➤ Key Highlights
2026 deliveries projected at ~51.1M SF, down from 55.1M SF in 2025.
Deliveries forecast to fall ~18% in 2026 and ~8% in 2027.
New supply drops to ~2.4% of total stock, vs. a long-term average of 4.2%.
Drivers: higher financing costs, slower rent growth, longer entitlements, elevated construction costs.
Developers are narrowing focus to growth Sun Belt metros and select secondary markets.
➤ SIGNAL
The supply correction is policy-driven and durable, not a one-quarter dip.
Below-average new starts protect existing owners’ occupancy.
Saturation risk is now local, not national.
Self-storage spent the last cycle over-building into demand. The 2026 pullback flips that: with new supply at roughly 2.4% of stock — barely half the historical norm — the sector is rebalancing toward the operators who already own the assets.
The headwinds keeping starts down are structural. Costly debt, harder-to-raise equity demanding higher returns, longer and less certain entitlement timelines, and elevated construction costs all push new feasibility further out. None reverses quickly.
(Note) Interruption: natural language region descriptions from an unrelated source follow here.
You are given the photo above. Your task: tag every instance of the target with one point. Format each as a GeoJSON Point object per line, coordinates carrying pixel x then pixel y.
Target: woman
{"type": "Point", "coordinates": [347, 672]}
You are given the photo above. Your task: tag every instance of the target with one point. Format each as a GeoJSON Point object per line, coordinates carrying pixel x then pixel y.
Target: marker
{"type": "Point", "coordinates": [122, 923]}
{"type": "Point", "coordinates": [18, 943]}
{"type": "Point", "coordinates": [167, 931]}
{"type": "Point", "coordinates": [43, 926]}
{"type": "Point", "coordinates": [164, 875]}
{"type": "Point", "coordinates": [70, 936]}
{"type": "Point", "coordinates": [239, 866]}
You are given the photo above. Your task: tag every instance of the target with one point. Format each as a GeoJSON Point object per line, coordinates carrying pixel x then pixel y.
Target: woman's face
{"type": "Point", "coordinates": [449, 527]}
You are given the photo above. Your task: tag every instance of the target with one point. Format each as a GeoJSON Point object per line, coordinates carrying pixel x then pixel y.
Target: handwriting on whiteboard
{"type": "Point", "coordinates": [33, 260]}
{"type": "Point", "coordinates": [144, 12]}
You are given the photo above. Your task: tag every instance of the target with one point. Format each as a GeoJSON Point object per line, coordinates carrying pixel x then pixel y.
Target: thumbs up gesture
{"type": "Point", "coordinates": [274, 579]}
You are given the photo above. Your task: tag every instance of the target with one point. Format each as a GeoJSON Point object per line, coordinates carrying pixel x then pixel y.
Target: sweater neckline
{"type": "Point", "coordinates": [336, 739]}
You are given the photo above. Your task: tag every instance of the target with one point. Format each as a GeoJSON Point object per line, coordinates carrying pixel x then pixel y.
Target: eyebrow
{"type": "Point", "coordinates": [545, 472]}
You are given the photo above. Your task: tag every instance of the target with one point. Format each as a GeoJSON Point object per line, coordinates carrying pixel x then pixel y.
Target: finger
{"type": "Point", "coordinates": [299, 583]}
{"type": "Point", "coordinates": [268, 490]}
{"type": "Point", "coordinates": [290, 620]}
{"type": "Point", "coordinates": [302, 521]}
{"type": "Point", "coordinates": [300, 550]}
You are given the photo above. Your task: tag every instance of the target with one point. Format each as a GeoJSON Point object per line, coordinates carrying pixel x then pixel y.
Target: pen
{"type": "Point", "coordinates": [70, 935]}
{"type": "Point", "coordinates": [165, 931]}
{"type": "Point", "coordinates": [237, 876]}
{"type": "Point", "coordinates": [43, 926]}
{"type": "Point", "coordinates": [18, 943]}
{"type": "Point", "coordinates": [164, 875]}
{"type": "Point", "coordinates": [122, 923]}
For existing portfolios in supply-disciplined submarkets, thinning competition is the quiet tailwind — rent growth has cooled, but a starved pipeline limits how much new product can undercut them. The underwriting edge has moved from development to acquisition and lease-up of standing assets in markets where the pipeline is genuinely empty; pro formas built on continued heavy supply growth are now stale. The constraint is delivery, not demand.
➤ TAKEAWAY
When the cranes stop, incumbents win — self-storage just handed pricing power back to the operators who already own it.